Eur J Intern Med 26:182-189.
Basque Institute for Healthcare Innovation, Barakaldo, Spain; Università Cattolica del Sacro Cuore, Rome, Italy; Agenzia Italiana del Farmaco (AIFA), Rome, Italy
INTRODUCTION: Risk stratification tools were developed to assess risk of negative health outcomes. These tools assess a variety of variables and clinical factors and they can be used to identify targets of potential interventions and to develop care plans. The role of multimorbidity in these tools has never been assessed.
OBJECTIVES: To summarize validated risk stratification tools for predicting negative outcomes, with a specific focus on multimorbidity.
METHODS: MEDLINE, Cochrane Central Register of Controlled Trials and PubMed database were interrogated for studies concerning risk prediction models in medical populations. Review was conducted to identify prediction models tested with patients in both derivation and validation cohorts. A qualitative synthesis was performed focusing particularly on how multimorbidity is assessed by each algorithm and how much this weighs in the ability of discrimination.

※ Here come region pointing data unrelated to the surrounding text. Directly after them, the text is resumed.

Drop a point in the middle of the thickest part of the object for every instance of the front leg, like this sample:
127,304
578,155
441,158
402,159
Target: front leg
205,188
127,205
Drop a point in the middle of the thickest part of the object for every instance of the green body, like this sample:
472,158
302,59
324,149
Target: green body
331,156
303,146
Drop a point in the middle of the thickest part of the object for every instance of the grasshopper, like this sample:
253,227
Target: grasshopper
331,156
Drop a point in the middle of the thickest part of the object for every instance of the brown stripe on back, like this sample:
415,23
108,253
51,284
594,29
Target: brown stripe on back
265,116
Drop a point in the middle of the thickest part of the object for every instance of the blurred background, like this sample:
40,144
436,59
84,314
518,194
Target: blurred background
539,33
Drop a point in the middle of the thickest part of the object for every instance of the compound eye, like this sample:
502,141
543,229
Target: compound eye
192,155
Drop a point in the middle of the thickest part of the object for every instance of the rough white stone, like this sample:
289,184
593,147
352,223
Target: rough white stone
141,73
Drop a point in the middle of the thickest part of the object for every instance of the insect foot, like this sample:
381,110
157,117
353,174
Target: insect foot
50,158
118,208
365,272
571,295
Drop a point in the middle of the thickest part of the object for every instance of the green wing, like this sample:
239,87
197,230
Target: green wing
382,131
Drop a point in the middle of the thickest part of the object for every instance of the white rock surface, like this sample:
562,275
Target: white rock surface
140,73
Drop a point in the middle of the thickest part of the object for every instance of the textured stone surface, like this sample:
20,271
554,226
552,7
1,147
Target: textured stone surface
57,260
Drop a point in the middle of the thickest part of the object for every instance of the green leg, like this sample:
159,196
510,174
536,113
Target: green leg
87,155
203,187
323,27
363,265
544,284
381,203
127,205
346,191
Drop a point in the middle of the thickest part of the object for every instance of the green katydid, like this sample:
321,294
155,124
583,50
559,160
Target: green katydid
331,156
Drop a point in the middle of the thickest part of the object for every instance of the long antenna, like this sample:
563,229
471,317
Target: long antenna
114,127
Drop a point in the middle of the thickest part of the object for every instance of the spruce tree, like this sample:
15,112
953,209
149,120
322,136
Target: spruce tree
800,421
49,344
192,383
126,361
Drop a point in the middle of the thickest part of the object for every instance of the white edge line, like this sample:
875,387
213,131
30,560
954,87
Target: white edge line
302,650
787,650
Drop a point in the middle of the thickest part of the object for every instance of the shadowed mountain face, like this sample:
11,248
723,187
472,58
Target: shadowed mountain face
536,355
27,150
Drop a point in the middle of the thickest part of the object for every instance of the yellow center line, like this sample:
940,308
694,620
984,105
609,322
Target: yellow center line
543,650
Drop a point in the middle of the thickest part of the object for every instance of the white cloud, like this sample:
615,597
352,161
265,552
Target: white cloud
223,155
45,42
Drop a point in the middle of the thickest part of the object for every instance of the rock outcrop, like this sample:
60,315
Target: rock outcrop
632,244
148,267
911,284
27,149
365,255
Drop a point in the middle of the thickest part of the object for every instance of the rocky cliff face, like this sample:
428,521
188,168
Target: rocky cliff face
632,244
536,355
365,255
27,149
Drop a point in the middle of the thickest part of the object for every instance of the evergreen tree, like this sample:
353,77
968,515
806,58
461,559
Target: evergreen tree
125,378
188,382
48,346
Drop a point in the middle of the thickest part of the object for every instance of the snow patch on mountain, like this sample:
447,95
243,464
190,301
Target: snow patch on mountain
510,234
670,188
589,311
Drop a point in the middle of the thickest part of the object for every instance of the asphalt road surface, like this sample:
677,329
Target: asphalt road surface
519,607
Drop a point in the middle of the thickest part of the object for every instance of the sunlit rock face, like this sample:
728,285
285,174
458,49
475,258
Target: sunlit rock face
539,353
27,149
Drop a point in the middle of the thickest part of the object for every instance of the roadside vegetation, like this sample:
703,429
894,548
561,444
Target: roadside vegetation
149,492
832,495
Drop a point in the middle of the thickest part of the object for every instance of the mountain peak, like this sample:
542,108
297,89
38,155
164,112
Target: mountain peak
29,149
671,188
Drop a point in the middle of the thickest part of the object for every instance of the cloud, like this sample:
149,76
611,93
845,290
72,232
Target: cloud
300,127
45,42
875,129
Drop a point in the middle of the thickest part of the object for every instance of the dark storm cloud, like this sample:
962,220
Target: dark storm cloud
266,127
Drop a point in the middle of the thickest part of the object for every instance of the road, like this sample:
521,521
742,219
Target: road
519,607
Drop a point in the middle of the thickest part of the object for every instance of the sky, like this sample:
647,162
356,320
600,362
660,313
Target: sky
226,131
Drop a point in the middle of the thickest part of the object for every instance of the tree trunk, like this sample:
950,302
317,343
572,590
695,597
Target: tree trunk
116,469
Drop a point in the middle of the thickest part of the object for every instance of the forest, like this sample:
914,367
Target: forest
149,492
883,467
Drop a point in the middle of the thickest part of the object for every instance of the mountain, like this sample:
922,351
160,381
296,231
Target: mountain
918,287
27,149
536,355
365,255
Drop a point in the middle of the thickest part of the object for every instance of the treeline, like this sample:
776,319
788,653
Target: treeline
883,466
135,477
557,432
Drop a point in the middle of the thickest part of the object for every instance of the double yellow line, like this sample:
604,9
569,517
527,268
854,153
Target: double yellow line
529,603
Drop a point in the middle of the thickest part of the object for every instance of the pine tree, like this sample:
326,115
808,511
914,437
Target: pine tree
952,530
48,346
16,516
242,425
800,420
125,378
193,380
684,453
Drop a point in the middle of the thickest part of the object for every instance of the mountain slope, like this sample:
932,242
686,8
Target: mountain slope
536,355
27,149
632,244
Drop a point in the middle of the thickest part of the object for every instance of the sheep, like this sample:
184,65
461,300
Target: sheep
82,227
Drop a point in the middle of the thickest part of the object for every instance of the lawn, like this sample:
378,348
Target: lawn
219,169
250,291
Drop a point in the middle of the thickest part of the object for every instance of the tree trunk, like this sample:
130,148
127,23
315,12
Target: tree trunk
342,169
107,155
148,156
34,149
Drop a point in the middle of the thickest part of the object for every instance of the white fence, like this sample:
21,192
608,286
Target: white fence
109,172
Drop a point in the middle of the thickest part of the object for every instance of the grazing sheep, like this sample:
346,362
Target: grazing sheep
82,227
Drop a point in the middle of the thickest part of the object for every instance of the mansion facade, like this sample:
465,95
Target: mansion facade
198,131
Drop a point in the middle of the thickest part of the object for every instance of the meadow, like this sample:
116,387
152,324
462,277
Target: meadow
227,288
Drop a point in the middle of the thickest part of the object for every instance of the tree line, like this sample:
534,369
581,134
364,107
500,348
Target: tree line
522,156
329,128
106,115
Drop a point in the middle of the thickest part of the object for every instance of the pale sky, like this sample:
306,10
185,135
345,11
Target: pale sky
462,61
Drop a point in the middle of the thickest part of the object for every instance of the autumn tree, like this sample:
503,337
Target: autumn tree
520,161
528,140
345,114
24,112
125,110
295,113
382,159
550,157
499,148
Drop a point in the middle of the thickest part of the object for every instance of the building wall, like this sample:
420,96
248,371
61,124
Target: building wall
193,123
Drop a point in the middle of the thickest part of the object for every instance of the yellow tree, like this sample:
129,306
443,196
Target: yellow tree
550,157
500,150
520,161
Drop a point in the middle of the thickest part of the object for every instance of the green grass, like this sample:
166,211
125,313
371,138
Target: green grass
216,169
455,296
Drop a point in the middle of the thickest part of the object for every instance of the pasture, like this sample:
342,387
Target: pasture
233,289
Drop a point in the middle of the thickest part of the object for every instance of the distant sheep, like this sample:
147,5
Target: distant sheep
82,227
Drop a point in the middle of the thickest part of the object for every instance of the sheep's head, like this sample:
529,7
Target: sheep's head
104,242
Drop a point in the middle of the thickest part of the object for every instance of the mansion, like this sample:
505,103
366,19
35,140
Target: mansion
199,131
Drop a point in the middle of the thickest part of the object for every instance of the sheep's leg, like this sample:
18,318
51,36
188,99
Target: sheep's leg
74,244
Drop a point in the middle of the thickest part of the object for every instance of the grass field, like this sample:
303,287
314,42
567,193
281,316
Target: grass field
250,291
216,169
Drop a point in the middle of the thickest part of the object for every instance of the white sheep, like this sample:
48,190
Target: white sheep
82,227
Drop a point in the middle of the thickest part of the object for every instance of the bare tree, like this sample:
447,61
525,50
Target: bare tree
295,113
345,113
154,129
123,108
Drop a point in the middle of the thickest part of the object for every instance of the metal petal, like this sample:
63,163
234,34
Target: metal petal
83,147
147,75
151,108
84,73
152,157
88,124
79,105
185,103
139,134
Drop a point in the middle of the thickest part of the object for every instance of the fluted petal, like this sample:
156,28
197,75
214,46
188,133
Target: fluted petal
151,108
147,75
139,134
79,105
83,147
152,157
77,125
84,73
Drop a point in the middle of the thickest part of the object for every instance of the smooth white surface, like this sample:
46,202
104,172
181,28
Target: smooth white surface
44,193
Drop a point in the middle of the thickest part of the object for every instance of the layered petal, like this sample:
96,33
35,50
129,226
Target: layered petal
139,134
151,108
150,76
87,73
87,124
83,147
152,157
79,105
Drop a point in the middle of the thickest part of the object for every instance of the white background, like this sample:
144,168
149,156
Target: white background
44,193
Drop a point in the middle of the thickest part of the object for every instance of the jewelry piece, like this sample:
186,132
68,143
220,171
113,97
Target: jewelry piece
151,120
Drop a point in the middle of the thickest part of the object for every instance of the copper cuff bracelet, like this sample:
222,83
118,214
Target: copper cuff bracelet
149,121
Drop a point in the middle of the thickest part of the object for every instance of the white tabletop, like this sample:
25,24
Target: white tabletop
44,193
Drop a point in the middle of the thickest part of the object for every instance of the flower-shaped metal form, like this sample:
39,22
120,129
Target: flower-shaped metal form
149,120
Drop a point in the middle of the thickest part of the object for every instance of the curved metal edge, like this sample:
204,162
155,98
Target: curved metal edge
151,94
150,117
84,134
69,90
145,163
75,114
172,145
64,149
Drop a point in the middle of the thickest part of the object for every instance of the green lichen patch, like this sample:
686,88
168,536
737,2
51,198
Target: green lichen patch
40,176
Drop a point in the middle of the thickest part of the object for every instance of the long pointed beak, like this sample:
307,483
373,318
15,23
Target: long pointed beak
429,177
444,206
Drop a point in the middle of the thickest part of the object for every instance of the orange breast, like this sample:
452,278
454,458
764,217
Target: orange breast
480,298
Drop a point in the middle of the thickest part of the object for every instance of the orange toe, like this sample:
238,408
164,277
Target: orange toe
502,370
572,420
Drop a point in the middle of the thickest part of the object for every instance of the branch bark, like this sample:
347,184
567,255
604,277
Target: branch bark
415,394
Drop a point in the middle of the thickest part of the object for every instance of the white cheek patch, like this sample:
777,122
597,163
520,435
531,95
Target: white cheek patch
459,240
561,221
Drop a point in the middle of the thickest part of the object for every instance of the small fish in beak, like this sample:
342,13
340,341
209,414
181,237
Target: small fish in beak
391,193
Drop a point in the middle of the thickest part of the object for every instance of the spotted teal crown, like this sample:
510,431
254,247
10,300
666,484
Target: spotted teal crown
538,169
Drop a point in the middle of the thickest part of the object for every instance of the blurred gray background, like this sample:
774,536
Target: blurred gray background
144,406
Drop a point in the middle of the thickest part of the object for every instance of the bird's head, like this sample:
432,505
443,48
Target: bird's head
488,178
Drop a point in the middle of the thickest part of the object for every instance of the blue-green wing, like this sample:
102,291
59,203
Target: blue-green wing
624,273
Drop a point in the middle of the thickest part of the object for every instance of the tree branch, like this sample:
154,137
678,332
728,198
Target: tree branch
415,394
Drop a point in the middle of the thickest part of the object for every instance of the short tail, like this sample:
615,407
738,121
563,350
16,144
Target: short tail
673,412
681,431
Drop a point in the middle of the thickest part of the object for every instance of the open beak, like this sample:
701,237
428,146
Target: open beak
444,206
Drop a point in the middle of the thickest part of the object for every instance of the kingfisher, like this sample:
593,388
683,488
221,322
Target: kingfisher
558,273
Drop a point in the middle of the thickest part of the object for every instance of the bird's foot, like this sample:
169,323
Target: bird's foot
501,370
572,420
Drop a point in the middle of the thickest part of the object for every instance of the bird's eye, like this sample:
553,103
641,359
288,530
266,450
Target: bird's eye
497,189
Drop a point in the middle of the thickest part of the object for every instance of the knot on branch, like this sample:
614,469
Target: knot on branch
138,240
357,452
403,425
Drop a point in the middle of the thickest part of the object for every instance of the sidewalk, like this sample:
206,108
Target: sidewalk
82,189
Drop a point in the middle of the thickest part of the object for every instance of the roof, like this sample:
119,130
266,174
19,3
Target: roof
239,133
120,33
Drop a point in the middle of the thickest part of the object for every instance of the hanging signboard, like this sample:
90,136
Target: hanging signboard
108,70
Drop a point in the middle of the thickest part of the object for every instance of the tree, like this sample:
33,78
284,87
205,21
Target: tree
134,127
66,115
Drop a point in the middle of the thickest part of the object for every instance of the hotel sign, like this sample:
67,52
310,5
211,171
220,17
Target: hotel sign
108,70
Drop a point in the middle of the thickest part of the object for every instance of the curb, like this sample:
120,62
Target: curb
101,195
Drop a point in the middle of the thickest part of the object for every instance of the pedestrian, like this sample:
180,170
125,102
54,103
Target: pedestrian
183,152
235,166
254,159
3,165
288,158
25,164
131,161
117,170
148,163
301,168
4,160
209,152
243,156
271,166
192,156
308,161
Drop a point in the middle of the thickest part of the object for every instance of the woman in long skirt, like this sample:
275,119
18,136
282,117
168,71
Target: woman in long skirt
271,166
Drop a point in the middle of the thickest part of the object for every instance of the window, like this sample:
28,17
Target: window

RESULTS: Of 3674 citations reviewed, 36 articles met criteria. Of these, 29 had as outcome hospital admission/readmission. The most common multimorbidity measure employed in the models was the Charlson Comorbidity Index (12 articles). C-statistics ranged between 0.5 and 0.85 in predicting hospital admission/ readmission. The highest c-statistics was 0.83 in models with disability as outcome. For healthcare cost, models which used ACG-PM case mix explained better the variability of total costs.
CONCLUSIONS: This review suggests that predictive risk models which employ multimorbidity as predictor variable are more accurate; CHF, cerebro-vascular disease, COPD and diabetes were strong predictors in some of the reviewed models. However, the variability in the risk factors used in these models does not allow making assumptions.